HERRINGTON: In writing a teenage character did you find yourself going back to your own teen years? Did you have flashbacks to homeroom? 

WARGA: [laughs] I suppose I did choose to heighten everything in Aysel’s world from my own experience as a teenager. I know what it’s like to look different from the majority your classmates, to have a last name that sets you apart, to constantly have to answer questions about your family’s heritage—but I lived in a larger suburban town as opposed to a small rural one, and thankfully my father was not in prison. I guess what I’m trying to say is I took my adolescence’s landscape and just dramatized and intensified it to create the fictional world in which the story takes place.

HERRINGTON: What is the significance (if there is any) in setting the story in Kentucky? Are you from there?

WARGA: Well, I grew up a little outside of Cincinnati, which is practically Kentucky. I find the Ohio River Valley area to be fascinating. It’s a complicated place culturally, a mix of the South and the North. I was also interested in playing with the suffocating nature of a small town juxtaposed with the Ohio River, which has historically been a landmark for freedom, as thousands of slaves escaped to the North via the river in the areas where it was narrow.  

HERRINGTON: Is there anything Aysel ultimately taught you about happiness?

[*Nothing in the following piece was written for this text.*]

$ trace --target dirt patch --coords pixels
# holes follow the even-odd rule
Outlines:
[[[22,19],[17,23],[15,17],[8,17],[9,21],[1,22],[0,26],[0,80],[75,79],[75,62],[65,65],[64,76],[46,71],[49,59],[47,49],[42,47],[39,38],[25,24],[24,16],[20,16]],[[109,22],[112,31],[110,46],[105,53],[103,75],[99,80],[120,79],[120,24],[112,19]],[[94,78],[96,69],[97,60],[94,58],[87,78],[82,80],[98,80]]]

WARGA: She actually taught me that happiness isn’t what’s ultimately important—it’s meaningfulness. Happiness can be fleeting, but what’s important is remembering the things in our life that ground us and give us purpose. And Aysel learns a lot about self-love and self-acceptance, and those lessons were important for me to reflect on. That idea of being kinder and gentler with one’s self. I think that’s part of what the voice of Aysel brought me. 

MY HEART AND OTHER BLACK HOLES COMES OUT TOMORROW, FEBRUARY 10. JASMINE WARGA WILL BE READING AT BOOKS OF WONDER ON 18 W. 18TH STREET IN NEW YORK CITY ON THURSDAY, FEBRUARY 12, 6 PM TO 8 PM.